Former U.S. national champion Larry Warbasse feels young American talent needs a truly American WorldTour team to nurture them into stars of the future.
Larry Warbasse will start his second year at quintessentially French team AG2R-La Mondiale in 2020 as one of 19 American riders in the WorldTour.
Despite being the third most-populated nation in the world, the USA is only the 11th most-represented nation in cycling’s male top tier. And while 2019 was a dominant year for U.S. junior and women’s cycling, the former national champion doesn’t see a remedy for the low-key elite men’s side of the sport for some time yet.

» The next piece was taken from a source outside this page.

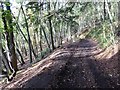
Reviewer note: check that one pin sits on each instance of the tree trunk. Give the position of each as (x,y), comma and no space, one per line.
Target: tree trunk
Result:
(50,25)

“In terms of women’s and junior cycling, the Americans are killing it, and that’s awesome, but at the highest levels of men’s road we’re really not, and I think that’s a real shame,” Warbasse told VeloNews. “We have the talents but we’re just letting them flitter away.”
While the U.S. has newly-crowned female world time trial champion Chloe Dygert and junior men’s road race champion Quinn Simmons, no rider has made a massive mark on the WorldTour in recent years. This lack of results and the associated UCI points means the U.S road team has only qualified two elite men’s riders for the Tokyo Olympics.
“For Tokyo, we only qualified two guys for the road race and two in the time trial, and that’s a big change from years’ past,” Warbasse said.
“Not so many years ago, USA was one of the biggest nations in men’s cycling and for a nation of our size and with our resources we shouldn’t be so far down the rankings. I think a big part of it is that there’s no real American WorldTour team.”
In Europe’s cycling heartlands, teams tend to have a strong national identity: Movistar is Spanish, Deceuninck-Quick-Step and Lotto-Soudal are quintessentially Belgian, and Groupama FDJ and Warbasse’s AG2R team are staunchly French.
There are two WorldTour teams that are registered as American: Trek-Segafredo and EF Education First. Both squads boast a distinctly international flair. Trek-Segafredo boasts strong ties to Italy, with an Italian co-sponsor; Italian and Belgian directors; and seven Italian riders on the roster for 2020.
Warbasse points out that American-registered EF Education First is proudly international, with riders from 16 different nations on its 2020 roster. Of the team’s 30 riders for 2020, six are American.
“I wouldn’t think them an ‘American’ American team,” Warbasse says. “It’s not a real go-to place for young Americans.”
For 2020 EF Education First signed rising U.S. rider Neilson Powless.
“The French teams are very French and it’s important them to have French riders and staff, and that’s huge for French cycling,” Warbasse said. “It gives the guys a good place to learn and grow and develop. But Americans have to go to Europe to find opportunities and development.”
For 2020, junior world champion Simmons steps up to WorldTour with Trek-Segafredo, and 21-year-old American time trial champion Ian Garrison enters the top tier of the sport with Deceuninck-Quick-Step. Elsewhere, young talent Brandon McNulty has signed for UAE-Team Emirates, and 25-year-old Sepp Kuss has renewed for a third year with Dutch team Jumbo-Visma.
Warbasse, 29, moved to France in his early 20s when he started his WorldTour career, racing on a multinational roster with BMC Racing. Since then the Michigan native has ridden with Swiss team IAM Cycling and Irish outfit Aqua Blue Sport. He spoke to VeloNews hot off the back of five hours of training on the roads he now calls home in Nice.
“French riders tend to develop in France, but the Americans, we go to different international teams,” he said. “There’s no place for young Americans to go at WorldTour level, where they’re really going to be taken care of and given time to develop and get that investment like they would if they had a team from their own country. And I think until we get that, we’re going to continue to struggle at the elite level.”
With the recent confirmation of Tour of California’s hiatus for 2020, the sport will become even further removed from the U.S. 2019 also saw the retirement of Taylor Phinney and Peter Stetina’s decision to move into full-time gravel racing, removing two veteran Americans from the WorldTour.
“Taylor retired this year, [Andrew] Talansky a few years ago, both before the normal time they would stop,” Warbasse said. “Maybe if they had a better environment to be in through their careers, that they enjoyed more and it wasn’t so difficult, it wouldn’t have been like that.”
“All these European nations take care of their own, but we don’t. There’s no real American team to look after the guys,” Warbasse said.
“I’d love to see that change, if one day we could have a really awesome American team again and invest in the young guys and see them grow, that would be sweet.”